“I’ve been cutting that field for years with my tractor. I probably have squatter’s rights to it.” That was said to me by a client several years ago. He was asking me about a vacant lot next to his land. He had driven his tractor over the field on a weekly basis for many years. What’s more, everyone in the area thought that he owned the land. Did he now have any rights to the land? And, what are “squatter’s rights” anyway?
Adverse Possession Virginia
The legal term for squatter’s rights is adverse possession. In an adverse possession case, the court can determine that another has title to land if several important facts have been proven. The time period by which one must occupy the property in some form or fashion is 15 years.
Elements of Proof
The elements of proof in a case for adverse possession follows.
Actual: One claiming title to land by adverse possession must exercise some type of dominion, use or enjoyment of the property through residing on the land, cultivating the land or some other type of regular and open activity of ownership. This is sometimes proven by fencing or walling off the property, though that is not necessary.
Hostile: The claimant must possess the land under some claim of right, which is adverse to the true owner. Often, a claimant is possessing land under the mistaken belief that it belongs to him or her. Virginia law now provides that one may still prove adverse possession through mistaken possession.
Exclusive: The claimant must typically act in a way that shuts out the true owner. This can be achieved through fences, erecting buildings or structures or making exclusive use of the property where no one else uses it.

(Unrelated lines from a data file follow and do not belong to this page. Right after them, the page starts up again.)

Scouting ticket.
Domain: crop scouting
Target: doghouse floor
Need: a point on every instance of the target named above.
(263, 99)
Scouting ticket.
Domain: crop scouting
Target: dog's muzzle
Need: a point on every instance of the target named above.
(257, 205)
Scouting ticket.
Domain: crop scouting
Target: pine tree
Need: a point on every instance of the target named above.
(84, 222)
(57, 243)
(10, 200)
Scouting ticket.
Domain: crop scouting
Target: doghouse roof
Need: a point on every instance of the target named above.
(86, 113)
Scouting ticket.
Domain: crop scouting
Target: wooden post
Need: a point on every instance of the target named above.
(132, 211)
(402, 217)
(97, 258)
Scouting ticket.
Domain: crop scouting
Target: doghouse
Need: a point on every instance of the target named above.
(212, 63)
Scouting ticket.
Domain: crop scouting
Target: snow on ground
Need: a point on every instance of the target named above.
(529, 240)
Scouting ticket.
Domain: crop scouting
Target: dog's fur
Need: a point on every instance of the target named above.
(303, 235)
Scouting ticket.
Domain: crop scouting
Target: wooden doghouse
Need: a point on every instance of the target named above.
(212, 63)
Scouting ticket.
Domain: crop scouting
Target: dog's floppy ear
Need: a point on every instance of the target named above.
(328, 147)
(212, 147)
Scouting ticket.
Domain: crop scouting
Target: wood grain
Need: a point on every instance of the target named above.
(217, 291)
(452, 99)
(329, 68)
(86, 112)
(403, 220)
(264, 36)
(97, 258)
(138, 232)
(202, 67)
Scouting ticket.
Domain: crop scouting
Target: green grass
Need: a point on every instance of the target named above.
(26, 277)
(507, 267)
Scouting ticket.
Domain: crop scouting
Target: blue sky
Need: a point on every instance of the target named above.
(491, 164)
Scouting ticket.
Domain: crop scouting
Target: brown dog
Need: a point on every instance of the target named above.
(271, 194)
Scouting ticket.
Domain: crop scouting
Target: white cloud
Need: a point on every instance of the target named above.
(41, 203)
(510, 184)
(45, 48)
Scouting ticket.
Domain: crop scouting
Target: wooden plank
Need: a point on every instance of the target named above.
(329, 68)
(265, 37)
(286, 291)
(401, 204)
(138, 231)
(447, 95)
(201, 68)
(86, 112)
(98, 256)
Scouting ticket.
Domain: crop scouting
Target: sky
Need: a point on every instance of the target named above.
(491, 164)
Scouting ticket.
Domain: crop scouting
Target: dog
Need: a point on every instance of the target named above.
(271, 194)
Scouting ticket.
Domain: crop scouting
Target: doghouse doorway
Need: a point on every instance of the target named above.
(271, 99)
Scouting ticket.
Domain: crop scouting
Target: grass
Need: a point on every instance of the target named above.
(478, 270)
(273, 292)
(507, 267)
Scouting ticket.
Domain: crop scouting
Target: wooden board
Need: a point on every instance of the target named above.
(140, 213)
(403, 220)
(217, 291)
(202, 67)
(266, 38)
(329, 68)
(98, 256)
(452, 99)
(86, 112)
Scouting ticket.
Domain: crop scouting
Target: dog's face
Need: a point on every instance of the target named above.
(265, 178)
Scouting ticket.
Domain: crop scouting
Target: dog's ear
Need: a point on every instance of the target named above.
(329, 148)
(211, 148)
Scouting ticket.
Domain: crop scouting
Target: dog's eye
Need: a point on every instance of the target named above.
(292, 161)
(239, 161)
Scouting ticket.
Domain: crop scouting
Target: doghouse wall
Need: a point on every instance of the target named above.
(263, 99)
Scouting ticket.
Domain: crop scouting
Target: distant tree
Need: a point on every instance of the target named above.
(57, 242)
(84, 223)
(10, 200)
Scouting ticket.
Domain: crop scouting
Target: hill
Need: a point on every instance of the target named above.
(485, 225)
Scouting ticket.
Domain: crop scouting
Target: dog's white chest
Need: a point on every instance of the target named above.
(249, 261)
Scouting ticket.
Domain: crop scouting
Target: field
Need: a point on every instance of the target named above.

Open/Visible: People have to be able to see that the land is actually being used or occupied. Adverse possession is deemed to be visible when it is so obvious that the true owner is presumed to have known about it.
Continuous: Possession must be continuous for the requisite period of 15 years. In some cases, the court will allow “tacking,” whereby a predecessor in your ownership had met the above elements but not for the entire 15 years. You can then “tack” onto that time and collectively meet the 15-year requirement.

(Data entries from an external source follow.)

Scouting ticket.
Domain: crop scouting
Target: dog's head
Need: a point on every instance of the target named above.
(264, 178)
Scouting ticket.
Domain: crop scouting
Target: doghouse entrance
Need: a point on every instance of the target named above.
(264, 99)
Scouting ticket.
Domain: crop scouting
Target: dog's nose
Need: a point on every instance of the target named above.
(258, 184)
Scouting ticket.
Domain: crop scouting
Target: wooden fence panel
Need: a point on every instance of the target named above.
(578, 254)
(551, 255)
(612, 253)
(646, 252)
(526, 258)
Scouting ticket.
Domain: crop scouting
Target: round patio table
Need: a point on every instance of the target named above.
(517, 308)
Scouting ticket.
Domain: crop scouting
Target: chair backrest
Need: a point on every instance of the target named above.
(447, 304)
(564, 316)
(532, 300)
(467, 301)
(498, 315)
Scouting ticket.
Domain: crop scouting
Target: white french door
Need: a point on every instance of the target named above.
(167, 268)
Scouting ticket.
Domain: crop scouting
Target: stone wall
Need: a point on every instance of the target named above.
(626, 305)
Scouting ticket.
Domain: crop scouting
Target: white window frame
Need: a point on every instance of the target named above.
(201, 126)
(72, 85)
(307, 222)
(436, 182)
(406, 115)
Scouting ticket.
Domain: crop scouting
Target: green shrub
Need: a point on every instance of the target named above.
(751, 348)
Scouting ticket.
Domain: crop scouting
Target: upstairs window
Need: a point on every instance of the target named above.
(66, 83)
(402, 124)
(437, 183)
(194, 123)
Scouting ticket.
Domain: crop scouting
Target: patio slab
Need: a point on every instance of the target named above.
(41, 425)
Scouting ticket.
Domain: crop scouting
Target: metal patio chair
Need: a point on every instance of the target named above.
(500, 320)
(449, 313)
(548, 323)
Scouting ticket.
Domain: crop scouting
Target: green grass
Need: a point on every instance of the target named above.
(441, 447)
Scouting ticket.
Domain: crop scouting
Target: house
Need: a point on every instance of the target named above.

In the case of my friend and his tractor, simply cutting the grass would probably not be enough to prevail in court. The “exclusive” element is missing (i.e., he had not done anything to appropriate the property exclusively for himself). But suppose he had planted crops? Or built something on the land? Or fenced it off? That is the type of conduct that the court typically looks for in a case for adverse possession.
Also, one may possess the property under the mistaken belief that it belongs to him. Someone may have a bad survey or plat. Or, he may have just blissfully built his garden or poured a new driveway, mistakenly thinking it was his land. In Virginia, this can now be proof for adverse possession.
It is also important to note that one may not have a claim for adverse possession to the entire land. Instead, one may have acquired what is known as a prescriptive easement (an easement by adverse possession). Many of the elements of proof are the same, except that the statutory period is 20 years, rather than 15.
Even though the legal terms are that adverse possession must be “open” and “visible,” in the real world, adverse possession can be very subtle. If you’ve looked out your window and often wondered if that carport or that brick wall is on your land, you might want to look more closely. If you don’t, you may be facing an adverse possession claim years down the road.